Pasal yang Disorot: Pasal 28 Ayat (3) dan 45A Ayat (3) UU ITE

Pasal 28 ayat (3) dalam UU ITE sebelumnya berbunyi:

"Setiap Orang dengan sengaja menyebarkan Informasi Elektronik dan/atau Dokumen Elektronik yang diketahuinya memuat pemberitahuan bohong yang menimbulkan kerusuhan di masyarakat."

Sementara Pasal 45A ayat (3) menyebutkan:

"Setiap Orang yang dengan sengaja menyebarkan Informasi Elektronik dan/atau Dokumen Elektronik yang diketahuinya memuat pemberitahuan bohong yang menimbulkan kerusuhan di masyarakat sebagaimana dimaksud dalam Pasal 28 ayat (3) dipidana dengan pidana penjara paling lama 6 (enam) tahun dan/atau denda paling banyak Rp1.000.000.000,00 (satu miliar rupiah)."

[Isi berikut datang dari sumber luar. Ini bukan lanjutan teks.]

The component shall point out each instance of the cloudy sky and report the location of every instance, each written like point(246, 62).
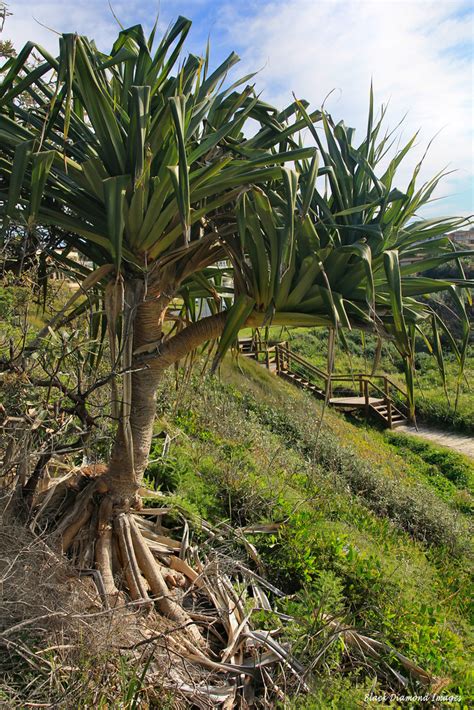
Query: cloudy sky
point(417, 52)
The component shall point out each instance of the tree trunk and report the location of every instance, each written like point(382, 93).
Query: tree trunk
point(125, 470)
point(127, 466)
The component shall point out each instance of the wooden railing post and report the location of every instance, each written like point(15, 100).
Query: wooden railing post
point(366, 398)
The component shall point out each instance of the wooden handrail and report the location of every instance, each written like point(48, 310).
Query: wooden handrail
point(360, 379)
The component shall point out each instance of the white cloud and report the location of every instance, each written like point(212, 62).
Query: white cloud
point(417, 53)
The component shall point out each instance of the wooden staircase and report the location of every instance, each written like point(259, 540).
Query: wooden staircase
point(376, 395)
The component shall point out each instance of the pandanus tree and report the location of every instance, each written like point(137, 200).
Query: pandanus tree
point(150, 175)
point(350, 255)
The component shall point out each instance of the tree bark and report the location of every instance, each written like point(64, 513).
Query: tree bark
point(125, 471)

MK menilai kedua pasal ini berpotensi mengekang kebebasan berekspresi, karena tidak membedakan antara dampak kerusuhan secara nyata dan kegaduhan digital yang tidak menyebabkan kerusakan fisik atau ancaman serius terhadap ketertiban umum.
 

Putusan MK, Perlindungan untuk Kebebasan Berekspresi

Dalam pertimbangannya, Mahkamah mengutip jaminan konstitusional dalam Pasal 28D ayat (1), Pasal 28E ayat (3), dan Pasal 28F UUD NRI 1945. Hak untuk memperoleh informasi dan menyampaikan pendapat tidak boleh dibatasi oleh pasal-pasal yang kabur atau terbuka untuk tafsir sewenang-wenang.

Dengan demikian, 'kegaduhan' di dunia maya, termasuk keributan di media sosial, tidak dapat serta-merta dikriminalisasi sebagai tindak pidana kerusuhan jika tidak menimbulkan gangguan nyata secara fisik di masyarakat.

Putusan ini menjadi penegasan penting dalam pembatasan ruang lingkup pemidanaan atas dasar informasi elektronik. Kritik, opini tajam, atau pernyataan keras di dunia digital tidak bisa langsung dikategorikan sebagai penyebab "kerusuhan" tanpa akibat nyata di dunia nyata.